TIC
 

Museum websites: materials and activities with
a heritage focus to schools

Janine Sprünker
PhD student IN3/UOC


 

SPRÜNKER, J; MUNILLA, G. (in press). Education, Museums and ICT. Materials and activities on the Internet. BARCELONA: Editorial UOC, Dossiers DidacTIC's collection

For some time, at both a national and international level, museums have stopped using the format of the basic information leaflet and photographs so that the institution and its activities might be visible on the Internet. It is no longer just an issue of disseminating the knowledge that heritage contains by using the Internet to exhibit, for example, on-line collections; rather it is about bringing different sectors of the public into closer contact with the knowledge that heritage contains by using the Internet. This means that museum websites should offer specific, digitalised scientific objects, interpreted for specific audiences within different formats: audio, video, interactive.

On the websites of Catalan museums we find educational resources in line with heritage content, which could be used in the teaching and learning process of students.

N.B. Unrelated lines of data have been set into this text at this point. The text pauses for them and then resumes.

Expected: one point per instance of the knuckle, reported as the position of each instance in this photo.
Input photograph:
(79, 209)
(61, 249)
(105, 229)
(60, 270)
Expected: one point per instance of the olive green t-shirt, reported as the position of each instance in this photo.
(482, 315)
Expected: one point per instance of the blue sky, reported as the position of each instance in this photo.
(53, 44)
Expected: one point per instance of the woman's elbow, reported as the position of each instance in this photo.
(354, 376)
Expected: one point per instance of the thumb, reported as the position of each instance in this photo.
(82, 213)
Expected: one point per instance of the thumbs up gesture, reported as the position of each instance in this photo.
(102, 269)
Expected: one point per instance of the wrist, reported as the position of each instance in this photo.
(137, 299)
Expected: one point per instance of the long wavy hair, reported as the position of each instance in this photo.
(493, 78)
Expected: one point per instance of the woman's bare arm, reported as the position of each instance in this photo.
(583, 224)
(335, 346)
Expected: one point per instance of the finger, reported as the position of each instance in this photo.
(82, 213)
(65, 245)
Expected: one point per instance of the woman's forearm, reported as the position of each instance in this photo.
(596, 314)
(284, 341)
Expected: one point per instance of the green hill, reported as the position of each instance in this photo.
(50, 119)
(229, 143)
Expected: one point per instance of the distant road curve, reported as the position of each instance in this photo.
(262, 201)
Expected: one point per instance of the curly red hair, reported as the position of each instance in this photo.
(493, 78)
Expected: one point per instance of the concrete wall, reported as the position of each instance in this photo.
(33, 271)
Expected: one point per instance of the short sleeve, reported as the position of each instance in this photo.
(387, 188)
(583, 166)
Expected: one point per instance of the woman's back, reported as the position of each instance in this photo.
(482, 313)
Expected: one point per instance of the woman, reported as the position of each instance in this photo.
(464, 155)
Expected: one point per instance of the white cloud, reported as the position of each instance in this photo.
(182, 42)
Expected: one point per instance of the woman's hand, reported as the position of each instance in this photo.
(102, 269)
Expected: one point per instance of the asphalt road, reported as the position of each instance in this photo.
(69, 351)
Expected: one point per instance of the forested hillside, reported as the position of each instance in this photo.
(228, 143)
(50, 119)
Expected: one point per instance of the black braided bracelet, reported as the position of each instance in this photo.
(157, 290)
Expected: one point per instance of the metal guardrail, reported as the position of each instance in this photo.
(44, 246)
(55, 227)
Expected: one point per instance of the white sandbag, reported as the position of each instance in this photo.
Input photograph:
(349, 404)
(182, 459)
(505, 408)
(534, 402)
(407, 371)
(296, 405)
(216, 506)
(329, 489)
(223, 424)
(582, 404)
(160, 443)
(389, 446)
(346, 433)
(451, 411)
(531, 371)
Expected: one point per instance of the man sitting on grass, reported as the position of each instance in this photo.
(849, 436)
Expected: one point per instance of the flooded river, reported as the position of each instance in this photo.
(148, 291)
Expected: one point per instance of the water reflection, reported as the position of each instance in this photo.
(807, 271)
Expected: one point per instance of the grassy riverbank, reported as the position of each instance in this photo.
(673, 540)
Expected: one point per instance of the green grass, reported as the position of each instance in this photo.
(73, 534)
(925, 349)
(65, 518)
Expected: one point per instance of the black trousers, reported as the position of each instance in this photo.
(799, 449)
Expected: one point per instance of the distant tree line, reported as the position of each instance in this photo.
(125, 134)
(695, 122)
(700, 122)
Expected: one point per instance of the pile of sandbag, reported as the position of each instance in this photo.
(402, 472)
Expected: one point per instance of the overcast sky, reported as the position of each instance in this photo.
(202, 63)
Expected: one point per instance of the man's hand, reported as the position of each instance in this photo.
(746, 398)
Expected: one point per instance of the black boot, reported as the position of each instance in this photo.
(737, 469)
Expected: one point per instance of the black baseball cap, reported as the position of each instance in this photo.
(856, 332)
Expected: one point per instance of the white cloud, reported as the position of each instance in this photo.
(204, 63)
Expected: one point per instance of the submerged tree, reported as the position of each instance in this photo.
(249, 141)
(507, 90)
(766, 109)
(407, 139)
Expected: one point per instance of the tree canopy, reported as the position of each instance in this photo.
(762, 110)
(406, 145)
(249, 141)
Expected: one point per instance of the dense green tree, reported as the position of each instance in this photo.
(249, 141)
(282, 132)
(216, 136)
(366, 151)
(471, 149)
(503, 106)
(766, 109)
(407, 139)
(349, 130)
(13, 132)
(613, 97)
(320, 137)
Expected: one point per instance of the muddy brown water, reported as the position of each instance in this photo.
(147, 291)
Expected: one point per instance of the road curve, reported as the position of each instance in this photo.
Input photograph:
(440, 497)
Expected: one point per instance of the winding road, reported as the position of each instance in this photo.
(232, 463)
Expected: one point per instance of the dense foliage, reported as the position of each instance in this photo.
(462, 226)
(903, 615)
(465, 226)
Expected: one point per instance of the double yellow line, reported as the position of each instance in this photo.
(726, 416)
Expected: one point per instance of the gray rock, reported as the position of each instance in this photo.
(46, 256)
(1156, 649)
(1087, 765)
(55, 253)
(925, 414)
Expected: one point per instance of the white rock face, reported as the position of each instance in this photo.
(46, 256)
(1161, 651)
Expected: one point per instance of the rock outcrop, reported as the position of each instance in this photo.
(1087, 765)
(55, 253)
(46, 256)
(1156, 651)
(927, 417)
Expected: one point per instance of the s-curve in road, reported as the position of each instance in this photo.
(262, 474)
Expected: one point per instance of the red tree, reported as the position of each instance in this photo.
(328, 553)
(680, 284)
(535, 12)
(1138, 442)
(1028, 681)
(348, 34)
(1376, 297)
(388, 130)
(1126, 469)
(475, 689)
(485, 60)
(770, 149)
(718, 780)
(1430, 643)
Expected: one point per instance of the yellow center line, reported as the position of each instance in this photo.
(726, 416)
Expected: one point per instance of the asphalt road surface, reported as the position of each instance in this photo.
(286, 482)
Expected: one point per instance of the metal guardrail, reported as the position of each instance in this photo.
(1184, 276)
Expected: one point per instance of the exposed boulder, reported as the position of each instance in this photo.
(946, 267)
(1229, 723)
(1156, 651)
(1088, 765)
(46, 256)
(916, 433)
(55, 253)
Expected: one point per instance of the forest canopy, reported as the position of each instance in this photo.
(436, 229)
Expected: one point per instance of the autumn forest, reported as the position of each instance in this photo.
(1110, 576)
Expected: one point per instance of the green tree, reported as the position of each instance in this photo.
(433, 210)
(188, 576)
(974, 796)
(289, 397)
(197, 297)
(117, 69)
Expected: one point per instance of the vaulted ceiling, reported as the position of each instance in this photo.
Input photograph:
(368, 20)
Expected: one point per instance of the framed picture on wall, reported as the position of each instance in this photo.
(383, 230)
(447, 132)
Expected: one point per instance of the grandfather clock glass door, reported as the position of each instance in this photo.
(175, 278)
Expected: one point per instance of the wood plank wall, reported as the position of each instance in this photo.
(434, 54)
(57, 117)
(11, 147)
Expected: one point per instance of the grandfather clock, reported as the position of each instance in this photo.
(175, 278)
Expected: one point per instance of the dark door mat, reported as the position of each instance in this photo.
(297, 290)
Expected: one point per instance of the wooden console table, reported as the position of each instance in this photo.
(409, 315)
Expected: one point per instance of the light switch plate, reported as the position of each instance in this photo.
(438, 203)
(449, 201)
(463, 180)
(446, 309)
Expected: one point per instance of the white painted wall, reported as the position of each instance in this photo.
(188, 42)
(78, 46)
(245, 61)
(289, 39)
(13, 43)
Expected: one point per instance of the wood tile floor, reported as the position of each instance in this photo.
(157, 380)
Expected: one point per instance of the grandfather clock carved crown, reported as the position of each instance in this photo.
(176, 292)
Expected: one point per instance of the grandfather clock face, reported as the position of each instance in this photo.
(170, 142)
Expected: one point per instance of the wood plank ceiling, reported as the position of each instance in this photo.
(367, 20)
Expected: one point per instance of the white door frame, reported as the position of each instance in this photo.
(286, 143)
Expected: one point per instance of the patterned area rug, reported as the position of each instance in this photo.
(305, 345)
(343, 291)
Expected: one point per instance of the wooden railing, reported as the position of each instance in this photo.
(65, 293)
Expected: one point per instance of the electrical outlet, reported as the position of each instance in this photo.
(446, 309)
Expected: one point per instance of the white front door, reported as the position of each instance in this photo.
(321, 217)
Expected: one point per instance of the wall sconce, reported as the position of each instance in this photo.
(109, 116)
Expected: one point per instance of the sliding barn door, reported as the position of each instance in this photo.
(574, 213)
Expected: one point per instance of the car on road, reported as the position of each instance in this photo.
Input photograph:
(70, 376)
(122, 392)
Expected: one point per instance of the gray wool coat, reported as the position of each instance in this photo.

These materials and activities aligned with heritage content, offer schools the possibility of working on basic skills and curriculum-based contents using heritage and ICT use as a basis. On mNACTEC’s web portal we find, for example, the material “The National Science and Technology Museum of Catalonia – A resource for learning about technology” and, specifically, under the heading “Educational Resources” we find videos and teaching guides. The teacher could show the video “The Industrial Revolution. The Steam Engine” (duration 3’58”) to the class or the students could watch it individually. Once this activity has been done, the teacher could encourage reflection on the fact that this material comes from a primary source, from an institution in the tertiary sector… And the students could complete the worksheet “The Motor of the Industrial Revolution: The Steam Engine”.

This video and the activities could be used in the teaching and learning process of the “Industry” teaching unit or for working on economic activity in the secondary sector in the social sciences area of the third year of ESO (compulsory secondary education), the year in which the steam engine as the motor of the industrial revolution is studied. The work done on a proposal like this involves mainly linguistic and audiovisual communicative skills.

It is necessary, however, to take a further step forward for the students to obtain knowledge and skills: it must be possible for students to work with heritage and generate content, bearing in mind that this must be done in a creative, intelligent, responsible and respectful way.